Is Xbox Series S Better than Xbox One X?
The Xbox Series S is a lot of excitement - cheaper than Xbox One X it's supposed to offer a new quality. At first glance, it doesn't seem to be very "next-gen," and Internet users are wondering if it will be at all stronger than the Xbox One X.
Table of Contents
After the announcement regarding the release date of Xbox Series S, many players were astounded: how can a next-gen be so cheap? The prevailing opinion was that it's a great move; the lack of Blu-ray will be compensated with Game Pass and numerous digital promotions. However, there were those who started to wonder loudly whether Series S was going to be as good as Microsoft was trying to convince us – after all, the console was supposedly cheaper than Xbox One X. What's the catch?
Sasan Sepehr, a senior technical producer at Remedy Entertainment, added some oil to the fire. According to him, from the consumer's point of view, this is great information, because he will get the equipment for years at a lower price, but from the industry point of view, Series S poses a "problem." In a later statement, he explained that these problems are related to optimizing games for a weaker version of the console. Other people in the industry also were not very optimistic about this subject. The question asked by many Internet users – will Xbox Series S be better than Xbox One X – seems well justified? We will try to find the answer in this article.
Specification
The comparison of both consoles will start with an analysis of the components, to get an idea of the theoretical power of each iteration of the new Xbox. You will find the detailed system specs in the table below:
Xbox Series S | Xbox One X | |
Processor | 8 core – 16 thread, Zen 2 by AMD, 3.6 GHz/3.4 GHz | 8 core – 8 threaded Jaguar (two clusters of four cores each), @2.3 GHz |
GPU | AMD RDNA 2, clocked at 1.565 GHz, 20 computing units | AMD, clocked at 1.172 GHz, 40 computing units |
GPU computing power | c. 4 TFLOPS | c. 6 TFLOPS |
RAM | 10 GB GDDR6 (8GB at 224 GB/sec, 2GB at 56 GB/sec) | 12 GB GDDR5 at 326GB/sec (9 GB of memory available for developers) |
Disc | 512GB NVMe SSD, 2.4 GB/sec for uncompressed files, 4.8 GB/sec for compressed files | 1TB HDD, 5400 rpm, approx. 49.5 MB/s |
Drive | None | 4K Blu-ray |
MSRP | $299 on launch day | $499 on launch day |
As you can see, Xbox Series S doesn't look better on paper. The most notable difference is RAM, Blu-ray drive, and potentially more GPU computing power, all speaking in favour of XOne X. What's the reality?

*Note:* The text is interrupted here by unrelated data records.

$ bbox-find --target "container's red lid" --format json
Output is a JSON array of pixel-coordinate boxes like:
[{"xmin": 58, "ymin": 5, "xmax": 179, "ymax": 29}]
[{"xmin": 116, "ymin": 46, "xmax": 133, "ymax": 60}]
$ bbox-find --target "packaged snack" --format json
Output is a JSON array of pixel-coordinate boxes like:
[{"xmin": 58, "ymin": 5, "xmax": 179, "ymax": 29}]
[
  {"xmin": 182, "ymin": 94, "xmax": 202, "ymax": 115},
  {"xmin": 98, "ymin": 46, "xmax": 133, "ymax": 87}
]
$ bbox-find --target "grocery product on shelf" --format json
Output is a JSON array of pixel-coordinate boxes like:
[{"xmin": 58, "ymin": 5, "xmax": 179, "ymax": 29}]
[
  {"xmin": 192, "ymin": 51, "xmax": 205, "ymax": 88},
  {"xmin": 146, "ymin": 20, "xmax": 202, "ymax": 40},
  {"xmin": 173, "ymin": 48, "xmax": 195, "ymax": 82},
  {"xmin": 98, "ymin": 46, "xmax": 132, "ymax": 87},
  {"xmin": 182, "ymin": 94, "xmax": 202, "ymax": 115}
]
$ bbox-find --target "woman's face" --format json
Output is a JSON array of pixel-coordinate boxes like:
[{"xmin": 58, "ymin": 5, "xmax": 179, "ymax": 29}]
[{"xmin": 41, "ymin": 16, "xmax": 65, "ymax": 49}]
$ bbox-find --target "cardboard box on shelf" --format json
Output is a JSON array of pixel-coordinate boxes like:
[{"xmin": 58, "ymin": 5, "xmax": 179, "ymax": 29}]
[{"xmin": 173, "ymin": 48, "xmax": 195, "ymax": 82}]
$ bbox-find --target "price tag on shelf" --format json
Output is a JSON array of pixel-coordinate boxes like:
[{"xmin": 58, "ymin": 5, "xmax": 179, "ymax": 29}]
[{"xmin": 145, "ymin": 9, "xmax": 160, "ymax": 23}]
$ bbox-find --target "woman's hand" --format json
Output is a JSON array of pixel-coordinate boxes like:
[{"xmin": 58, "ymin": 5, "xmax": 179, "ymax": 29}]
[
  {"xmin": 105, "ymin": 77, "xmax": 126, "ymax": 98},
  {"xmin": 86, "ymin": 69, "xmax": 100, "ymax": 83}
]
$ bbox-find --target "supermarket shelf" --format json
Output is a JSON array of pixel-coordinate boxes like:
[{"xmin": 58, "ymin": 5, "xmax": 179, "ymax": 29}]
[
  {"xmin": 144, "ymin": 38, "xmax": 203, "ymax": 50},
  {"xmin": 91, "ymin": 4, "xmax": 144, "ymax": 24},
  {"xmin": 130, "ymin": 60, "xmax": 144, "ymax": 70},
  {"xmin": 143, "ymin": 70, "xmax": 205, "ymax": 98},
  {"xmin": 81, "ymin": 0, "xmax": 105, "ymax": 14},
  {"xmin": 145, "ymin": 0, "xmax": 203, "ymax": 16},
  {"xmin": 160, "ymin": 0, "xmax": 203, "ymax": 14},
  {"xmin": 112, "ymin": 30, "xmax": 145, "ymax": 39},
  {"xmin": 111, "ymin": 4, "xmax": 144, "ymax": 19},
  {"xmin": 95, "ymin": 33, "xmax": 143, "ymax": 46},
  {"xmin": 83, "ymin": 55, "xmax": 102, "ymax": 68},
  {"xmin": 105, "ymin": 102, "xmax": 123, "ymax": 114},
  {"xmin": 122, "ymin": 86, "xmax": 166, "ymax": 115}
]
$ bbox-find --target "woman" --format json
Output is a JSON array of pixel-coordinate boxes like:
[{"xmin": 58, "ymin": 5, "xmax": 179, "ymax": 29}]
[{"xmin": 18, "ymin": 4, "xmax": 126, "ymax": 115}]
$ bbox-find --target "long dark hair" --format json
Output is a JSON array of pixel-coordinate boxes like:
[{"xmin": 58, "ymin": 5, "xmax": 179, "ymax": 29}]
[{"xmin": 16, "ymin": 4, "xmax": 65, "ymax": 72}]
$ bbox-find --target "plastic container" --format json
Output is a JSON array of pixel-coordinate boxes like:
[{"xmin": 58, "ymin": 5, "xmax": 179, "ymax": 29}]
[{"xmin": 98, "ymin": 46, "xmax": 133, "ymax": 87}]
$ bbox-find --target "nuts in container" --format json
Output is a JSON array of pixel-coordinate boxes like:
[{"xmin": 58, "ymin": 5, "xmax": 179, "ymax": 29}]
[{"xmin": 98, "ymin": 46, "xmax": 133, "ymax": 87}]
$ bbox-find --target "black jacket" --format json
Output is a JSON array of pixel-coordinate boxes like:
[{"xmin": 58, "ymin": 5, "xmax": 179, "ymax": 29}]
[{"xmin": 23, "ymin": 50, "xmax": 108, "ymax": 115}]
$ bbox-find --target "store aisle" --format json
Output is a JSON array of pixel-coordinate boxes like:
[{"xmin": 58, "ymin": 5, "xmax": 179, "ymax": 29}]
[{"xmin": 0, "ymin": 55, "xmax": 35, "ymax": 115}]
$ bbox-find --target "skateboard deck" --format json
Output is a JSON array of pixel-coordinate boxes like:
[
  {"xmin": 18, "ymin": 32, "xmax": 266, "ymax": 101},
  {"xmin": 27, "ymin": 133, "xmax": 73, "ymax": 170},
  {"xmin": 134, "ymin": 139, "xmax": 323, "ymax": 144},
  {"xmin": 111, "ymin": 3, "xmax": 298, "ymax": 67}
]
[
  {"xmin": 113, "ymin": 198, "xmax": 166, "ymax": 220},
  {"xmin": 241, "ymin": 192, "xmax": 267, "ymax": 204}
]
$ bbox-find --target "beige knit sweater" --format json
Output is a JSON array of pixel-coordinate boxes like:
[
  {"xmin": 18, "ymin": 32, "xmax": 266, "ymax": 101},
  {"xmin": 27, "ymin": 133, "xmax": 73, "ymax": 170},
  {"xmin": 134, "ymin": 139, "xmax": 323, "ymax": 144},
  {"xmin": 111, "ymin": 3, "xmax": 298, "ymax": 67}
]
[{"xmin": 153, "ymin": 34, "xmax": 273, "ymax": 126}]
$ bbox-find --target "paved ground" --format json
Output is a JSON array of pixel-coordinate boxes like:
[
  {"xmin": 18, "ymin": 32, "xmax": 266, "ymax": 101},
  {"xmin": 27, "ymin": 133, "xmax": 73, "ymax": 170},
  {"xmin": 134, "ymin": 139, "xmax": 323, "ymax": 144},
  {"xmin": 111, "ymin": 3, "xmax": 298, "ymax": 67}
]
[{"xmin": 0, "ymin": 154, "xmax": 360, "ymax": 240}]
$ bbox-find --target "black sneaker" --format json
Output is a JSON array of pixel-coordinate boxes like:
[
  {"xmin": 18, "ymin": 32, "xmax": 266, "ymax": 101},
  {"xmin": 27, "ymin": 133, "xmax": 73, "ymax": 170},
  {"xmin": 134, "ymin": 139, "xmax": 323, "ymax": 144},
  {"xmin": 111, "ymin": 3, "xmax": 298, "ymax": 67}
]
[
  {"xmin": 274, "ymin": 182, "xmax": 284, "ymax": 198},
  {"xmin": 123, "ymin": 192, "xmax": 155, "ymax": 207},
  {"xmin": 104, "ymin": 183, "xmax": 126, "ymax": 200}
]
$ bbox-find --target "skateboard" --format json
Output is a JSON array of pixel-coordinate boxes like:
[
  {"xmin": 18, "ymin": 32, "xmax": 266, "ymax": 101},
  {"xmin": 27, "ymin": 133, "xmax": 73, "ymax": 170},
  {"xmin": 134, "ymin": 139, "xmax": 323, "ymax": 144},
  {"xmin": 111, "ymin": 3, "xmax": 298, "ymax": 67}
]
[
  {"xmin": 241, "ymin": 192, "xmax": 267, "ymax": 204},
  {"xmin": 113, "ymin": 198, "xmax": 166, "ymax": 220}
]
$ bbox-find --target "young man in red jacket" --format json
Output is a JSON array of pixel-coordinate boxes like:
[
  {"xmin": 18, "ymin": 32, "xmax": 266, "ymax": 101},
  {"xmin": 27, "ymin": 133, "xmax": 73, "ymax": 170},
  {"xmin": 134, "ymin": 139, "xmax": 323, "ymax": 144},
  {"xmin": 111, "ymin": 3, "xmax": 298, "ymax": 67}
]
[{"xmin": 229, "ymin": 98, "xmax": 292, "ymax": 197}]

As far as the CPU is concerned, however, there's a real chasm – the newer console has a really strong unit from AMD based on the Zen 2 architecture, with clocking and multi-threading support. The unit ought to be more than capable of running any kind of modern game. Meanwhile, XOne X has a much slower Jaguar CPU, from the previous generation of AMD CPUs (around 2013), when the company was clearly lagging behind Intel in terms of performance. This unit is low-voltage (some say it's a laptop chip, which is not entirely true), octa-core, and based on not very successful cluster technology.
In the case of Xbox One X, the processor is the bottleneck, because in most scenarios, it limits the quite efficient GPU. Let's add that thanks to a significant increase in CPU power, games shouldn't have a problem with 60 frames per second on Xbox Series S, since Microsoft doesn't really aim for 4K or advanced graphical effects.